CHAPTER X
UNCLE PERCY
I
The town was ringed with fire, and out of that magic circle, like Siegfried, Uncle Percy came. The sunset flamed up the hill and wrapped the top of the monument in crocus shadows, the garden of the Coles was rose and amber.
Mary and Jeremy were hanging over the banisters watching for the arrival. The windows behind them burnt with the sun, and their bodies also burnt and their hair was in flames. In the hall there was green dusk until, at the rumble of the cab, Emily suddenly lit the gas, and the umbrellas and Landseer’s “Dignity and Impudence” were magnificently revealed.
The door opened, and out of the evening sun into the hissing gas stepped Uncle Percy. The children heard him say:
“Mrs. Cole at home?” and his voice was roaring, laughing, vibrating, resounding tumultuous. He seemed in his rough grey overcoat too huge to be human, and when this was taken from him by the smiling Emily—she always smiled, as Jeremy had long since observed, at gentlemen more than at ladies—in his bright brown tweeds he was still huge, and, with his brown hair and red face, like a solid chunk of sunset thrown into the dark house to cheer it up. He went bursting up the staircase, and the children fled—only just in time.
From the schoolroom they heard him erupt into the drawing-room, and then the bumping of his box up the stairs and the swearing of the cabman.

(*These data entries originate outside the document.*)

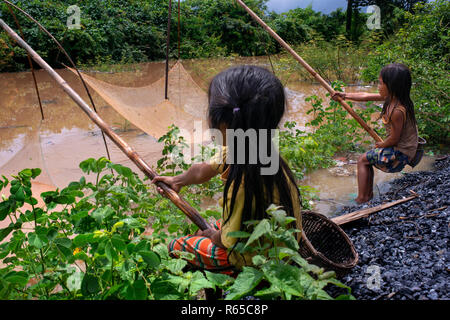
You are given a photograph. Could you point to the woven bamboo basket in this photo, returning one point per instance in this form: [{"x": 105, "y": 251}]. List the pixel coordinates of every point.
[{"x": 325, "y": 244}]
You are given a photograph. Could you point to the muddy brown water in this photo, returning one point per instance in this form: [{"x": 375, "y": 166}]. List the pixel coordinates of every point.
[{"x": 67, "y": 136}]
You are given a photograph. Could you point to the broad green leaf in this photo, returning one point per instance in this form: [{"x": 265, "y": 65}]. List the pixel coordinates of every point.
[
  {"x": 176, "y": 266},
  {"x": 151, "y": 258},
  {"x": 4, "y": 209},
  {"x": 245, "y": 282},
  {"x": 118, "y": 242},
  {"x": 17, "y": 277},
  {"x": 137, "y": 290},
  {"x": 110, "y": 252},
  {"x": 164, "y": 290},
  {"x": 82, "y": 239},
  {"x": 5, "y": 232},
  {"x": 198, "y": 282},
  {"x": 219, "y": 279},
  {"x": 37, "y": 240},
  {"x": 74, "y": 281},
  {"x": 261, "y": 229},
  {"x": 238, "y": 234},
  {"x": 286, "y": 277},
  {"x": 89, "y": 285},
  {"x": 258, "y": 260}
]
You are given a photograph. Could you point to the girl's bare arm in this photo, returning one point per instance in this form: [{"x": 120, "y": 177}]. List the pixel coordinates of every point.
[
  {"x": 358, "y": 96},
  {"x": 397, "y": 120}
]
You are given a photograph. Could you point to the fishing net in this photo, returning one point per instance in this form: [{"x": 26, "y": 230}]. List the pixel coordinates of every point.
[{"x": 146, "y": 107}]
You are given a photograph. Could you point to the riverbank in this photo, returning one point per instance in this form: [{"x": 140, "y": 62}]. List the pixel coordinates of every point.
[{"x": 403, "y": 250}]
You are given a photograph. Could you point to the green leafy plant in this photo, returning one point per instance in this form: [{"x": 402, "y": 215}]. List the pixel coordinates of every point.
[{"x": 278, "y": 265}]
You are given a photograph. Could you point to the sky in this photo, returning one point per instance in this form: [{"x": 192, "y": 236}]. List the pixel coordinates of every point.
[{"x": 325, "y": 6}]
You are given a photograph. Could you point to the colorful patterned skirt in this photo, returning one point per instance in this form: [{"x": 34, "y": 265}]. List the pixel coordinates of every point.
[
  {"x": 387, "y": 159},
  {"x": 207, "y": 255}
]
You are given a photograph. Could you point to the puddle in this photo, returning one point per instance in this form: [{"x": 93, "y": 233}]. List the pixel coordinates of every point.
[{"x": 67, "y": 136}]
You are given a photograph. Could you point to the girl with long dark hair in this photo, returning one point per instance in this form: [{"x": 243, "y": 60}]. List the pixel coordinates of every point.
[
  {"x": 246, "y": 103},
  {"x": 400, "y": 146}
]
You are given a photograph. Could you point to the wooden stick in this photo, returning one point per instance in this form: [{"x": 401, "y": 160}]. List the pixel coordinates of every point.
[
  {"x": 325, "y": 84},
  {"x": 352, "y": 216},
  {"x": 61, "y": 48},
  {"x": 190, "y": 212}
]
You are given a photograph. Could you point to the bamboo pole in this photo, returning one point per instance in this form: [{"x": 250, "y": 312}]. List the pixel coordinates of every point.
[
  {"x": 61, "y": 49},
  {"x": 168, "y": 49},
  {"x": 325, "y": 84},
  {"x": 190, "y": 212},
  {"x": 352, "y": 216}
]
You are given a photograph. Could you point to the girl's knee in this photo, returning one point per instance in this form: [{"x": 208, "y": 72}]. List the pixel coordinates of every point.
[{"x": 363, "y": 159}]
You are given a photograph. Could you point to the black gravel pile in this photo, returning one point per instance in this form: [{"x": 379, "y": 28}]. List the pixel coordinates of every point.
[{"x": 403, "y": 250}]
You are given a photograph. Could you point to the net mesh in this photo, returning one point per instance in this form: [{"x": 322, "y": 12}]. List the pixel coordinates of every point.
[{"x": 146, "y": 107}]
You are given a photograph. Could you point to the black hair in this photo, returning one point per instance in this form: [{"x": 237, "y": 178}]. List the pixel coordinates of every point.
[
  {"x": 397, "y": 78},
  {"x": 250, "y": 97}
]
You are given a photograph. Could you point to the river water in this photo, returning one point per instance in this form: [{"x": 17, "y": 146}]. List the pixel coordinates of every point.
[{"x": 66, "y": 136}]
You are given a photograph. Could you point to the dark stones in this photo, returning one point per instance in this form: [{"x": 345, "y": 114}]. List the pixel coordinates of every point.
[{"x": 407, "y": 242}]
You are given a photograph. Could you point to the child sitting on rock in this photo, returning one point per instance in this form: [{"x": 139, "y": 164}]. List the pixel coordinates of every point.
[{"x": 400, "y": 146}]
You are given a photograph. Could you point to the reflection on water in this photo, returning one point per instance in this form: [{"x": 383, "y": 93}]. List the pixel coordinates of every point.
[
  {"x": 337, "y": 186},
  {"x": 67, "y": 136}
]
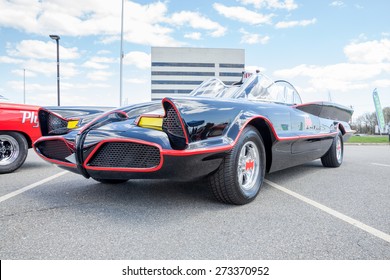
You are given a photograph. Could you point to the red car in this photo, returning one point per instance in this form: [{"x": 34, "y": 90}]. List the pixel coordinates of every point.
[{"x": 19, "y": 129}]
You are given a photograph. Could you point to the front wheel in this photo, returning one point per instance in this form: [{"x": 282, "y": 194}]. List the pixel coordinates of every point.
[
  {"x": 334, "y": 156},
  {"x": 241, "y": 174},
  {"x": 13, "y": 151}
]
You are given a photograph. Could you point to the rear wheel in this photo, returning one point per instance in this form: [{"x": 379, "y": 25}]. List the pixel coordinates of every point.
[
  {"x": 241, "y": 174},
  {"x": 335, "y": 154},
  {"x": 110, "y": 181},
  {"x": 13, "y": 151}
]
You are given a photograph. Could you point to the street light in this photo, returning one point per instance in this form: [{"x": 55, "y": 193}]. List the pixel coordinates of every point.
[
  {"x": 121, "y": 60},
  {"x": 57, "y": 38}
]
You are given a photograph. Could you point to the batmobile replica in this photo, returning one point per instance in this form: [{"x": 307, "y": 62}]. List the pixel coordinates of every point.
[{"x": 233, "y": 135}]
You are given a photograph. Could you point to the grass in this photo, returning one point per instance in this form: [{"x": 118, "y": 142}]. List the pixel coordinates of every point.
[{"x": 369, "y": 139}]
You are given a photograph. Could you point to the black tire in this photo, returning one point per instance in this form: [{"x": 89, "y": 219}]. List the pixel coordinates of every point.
[
  {"x": 234, "y": 184},
  {"x": 13, "y": 151},
  {"x": 335, "y": 154},
  {"x": 110, "y": 181}
]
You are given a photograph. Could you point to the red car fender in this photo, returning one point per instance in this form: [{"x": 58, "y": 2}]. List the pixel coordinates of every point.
[{"x": 20, "y": 118}]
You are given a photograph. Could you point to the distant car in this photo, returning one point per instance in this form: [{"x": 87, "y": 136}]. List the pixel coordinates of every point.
[
  {"x": 19, "y": 129},
  {"x": 232, "y": 135}
]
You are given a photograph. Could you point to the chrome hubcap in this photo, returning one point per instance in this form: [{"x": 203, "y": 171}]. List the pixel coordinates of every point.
[
  {"x": 339, "y": 150},
  {"x": 248, "y": 166},
  {"x": 9, "y": 149}
]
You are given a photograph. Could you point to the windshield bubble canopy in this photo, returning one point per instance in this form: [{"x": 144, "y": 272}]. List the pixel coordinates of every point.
[{"x": 257, "y": 87}]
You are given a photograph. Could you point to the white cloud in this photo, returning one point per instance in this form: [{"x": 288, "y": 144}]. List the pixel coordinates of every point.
[
  {"x": 89, "y": 17},
  {"x": 242, "y": 14},
  {"x": 139, "y": 59},
  {"x": 251, "y": 39},
  {"x": 98, "y": 62},
  {"x": 137, "y": 81},
  {"x": 294, "y": 23},
  {"x": 197, "y": 21},
  {"x": 253, "y": 68},
  {"x": 382, "y": 83},
  {"x": 99, "y": 75},
  {"x": 337, "y": 4},
  {"x": 272, "y": 4},
  {"x": 193, "y": 35},
  {"x": 41, "y": 50},
  {"x": 24, "y": 72},
  {"x": 369, "y": 51},
  {"x": 49, "y": 69},
  {"x": 10, "y": 60}
]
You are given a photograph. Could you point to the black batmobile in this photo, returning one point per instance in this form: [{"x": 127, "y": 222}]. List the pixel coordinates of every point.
[{"x": 232, "y": 135}]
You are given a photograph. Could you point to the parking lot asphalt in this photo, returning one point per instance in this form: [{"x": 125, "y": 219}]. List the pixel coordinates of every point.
[{"x": 46, "y": 213}]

This was their Uncle Percy from California, South America, New Zealand, Hong Kong, and anywhere else you like; the brother of their father, the only prosperous one of that family, prosperous, according to Aunt Amy, because for twenty years he had kept away from England; according to father, because he had always had wonderful health, even as a very small boy; and to Uncle Samuel because he had never married—although that was a strange reason for Uncle Samuel to give, because he also had never married, and he could not, with the best wish in the world, be said to be prosperous.

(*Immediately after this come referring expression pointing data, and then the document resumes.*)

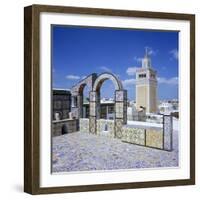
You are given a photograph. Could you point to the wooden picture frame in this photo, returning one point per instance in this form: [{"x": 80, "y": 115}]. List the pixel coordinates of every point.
[{"x": 32, "y": 98}]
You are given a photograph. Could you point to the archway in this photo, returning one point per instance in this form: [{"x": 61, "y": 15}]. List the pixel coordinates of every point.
[
  {"x": 77, "y": 94},
  {"x": 120, "y": 104}
]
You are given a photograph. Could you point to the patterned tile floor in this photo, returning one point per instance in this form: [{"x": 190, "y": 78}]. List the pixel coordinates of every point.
[{"x": 85, "y": 152}]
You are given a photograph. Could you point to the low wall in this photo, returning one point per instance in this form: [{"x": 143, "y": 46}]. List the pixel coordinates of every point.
[
  {"x": 146, "y": 137},
  {"x": 64, "y": 126},
  {"x": 84, "y": 125},
  {"x": 146, "y": 134}
]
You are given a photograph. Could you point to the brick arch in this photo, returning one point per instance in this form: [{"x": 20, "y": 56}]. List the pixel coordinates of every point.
[
  {"x": 107, "y": 76},
  {"x": 77, "y": 94},
  {"x": 120, "y": 104}
]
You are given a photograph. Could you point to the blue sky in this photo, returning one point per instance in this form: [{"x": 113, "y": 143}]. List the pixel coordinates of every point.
[{"x": 80, "y": 51}]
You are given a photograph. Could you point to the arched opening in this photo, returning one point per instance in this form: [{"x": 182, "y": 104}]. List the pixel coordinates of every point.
[
  {"x": 107, "y": 100},
  {"x": 64, "y": 129},
  {"x": 86, "y": 102},
  {"x": 57, "y": 116},
  {"x": 101, "y": 126}
]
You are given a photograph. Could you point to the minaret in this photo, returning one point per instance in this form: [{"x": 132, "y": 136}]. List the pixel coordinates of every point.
[{"x": 146, "y": 86}]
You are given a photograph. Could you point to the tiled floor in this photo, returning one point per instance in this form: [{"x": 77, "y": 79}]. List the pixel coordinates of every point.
[{"x": 86, "y": 152}]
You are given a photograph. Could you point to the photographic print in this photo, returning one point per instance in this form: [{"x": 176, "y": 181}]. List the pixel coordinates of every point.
[
  {"x": 115, "y": 99},
  {"x": 109, "y": 99}
]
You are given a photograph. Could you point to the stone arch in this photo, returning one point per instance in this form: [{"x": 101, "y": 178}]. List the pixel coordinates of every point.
[
  {"x": 105, "y": 76},
  {"x": 77, "y": 94},
  {"x": 120, "y": 104}
]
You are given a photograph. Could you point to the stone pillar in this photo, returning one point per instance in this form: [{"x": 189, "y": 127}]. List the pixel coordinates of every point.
[
  {"x": 120, "y": 111},
  {"x": 168, "y": 131},
  {"x": 94, "y": 111},
  {"x": 80, "y": 105}
]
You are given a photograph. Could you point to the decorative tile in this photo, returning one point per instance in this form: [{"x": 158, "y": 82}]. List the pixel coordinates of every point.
[{"x": 119, "y": 107}]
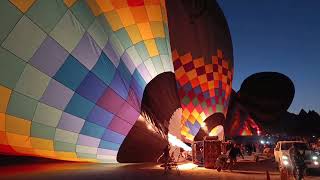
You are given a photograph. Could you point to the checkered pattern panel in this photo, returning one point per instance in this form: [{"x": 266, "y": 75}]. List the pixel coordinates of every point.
[
  {"x": 204, "y": 89},
  {"x": 72, "y": 74}
]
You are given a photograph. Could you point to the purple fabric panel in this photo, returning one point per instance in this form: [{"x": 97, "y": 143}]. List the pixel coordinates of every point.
[
  {"x": 144, "y": 72},
  {"x": 128, "y": 113},
  {"x": 112, "y": 136},
  {"x": 120, "y": 126},
  {"x": 107, "y": 152},
  {"x": 132, "y": 100},
  {"x": 137, "y": 90},
  {"x": 88, "y": 141},
  {"x": 128, "y": 62},
  {"x": 87, "y": 51},
  {"x": 49, "y": 57},
  {"x": 110, "y": 101},
  {"x": 57, "y": 95},
  {"x": 100, "y": 116},
  {"x": 112, "y": 55},
  {"x": 91, "y": 87},
  {"x": 70, "y": 123}
]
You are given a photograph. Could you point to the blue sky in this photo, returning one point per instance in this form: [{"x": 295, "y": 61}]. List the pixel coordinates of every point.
[{"x": 281, "y": 36}]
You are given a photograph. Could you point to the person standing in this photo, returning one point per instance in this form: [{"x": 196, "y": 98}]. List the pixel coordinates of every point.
[{"x": 234, "y": 152}]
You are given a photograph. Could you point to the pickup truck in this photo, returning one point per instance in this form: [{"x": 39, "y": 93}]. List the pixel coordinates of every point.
[{"x": 281, "y": 154}]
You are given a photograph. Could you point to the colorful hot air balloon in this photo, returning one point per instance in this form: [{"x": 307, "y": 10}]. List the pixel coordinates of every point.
[
  {"x": 203, "y": 60},
  {"x": 73, "y": 73}
]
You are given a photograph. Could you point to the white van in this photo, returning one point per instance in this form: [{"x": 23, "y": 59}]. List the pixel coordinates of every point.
[{"x": 281, "y": 154}]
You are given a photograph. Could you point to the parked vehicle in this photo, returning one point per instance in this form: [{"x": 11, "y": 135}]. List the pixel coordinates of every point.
[{"x": 282, "y": 156}]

It had been sprung upon them all with the utmost suddenness that he was coming to pay them a visit. They had but just returned from Caerlyon and the sea—in another ten days Jeremy would be off to school again—when the telegram arrived that threw them all into such perturbation. “Arrive eleventh. Hope you can put me up for day or two—Percy.” Percy! Fortunately there was for them in the whole world only one Percy or they might have been in sad confusion, because their Percy was, they imagined, safe in the suburbs of Auckland, New Zealand. A letter followed confirming the telegram. Mr. Cole had not seen his brother for twenty years. They had received one photograph of a large fat staring man on a large fat staring horse. Such thighs, such a back, both of man and of horse! “Feed their animals well in New Zealand” was Uncle Samuel’s only comment, and he, back only that minute from painting the moors, departed at a moment’s notice for London.
“Don’t you want to see Uncle Percy?” asked Jeremy.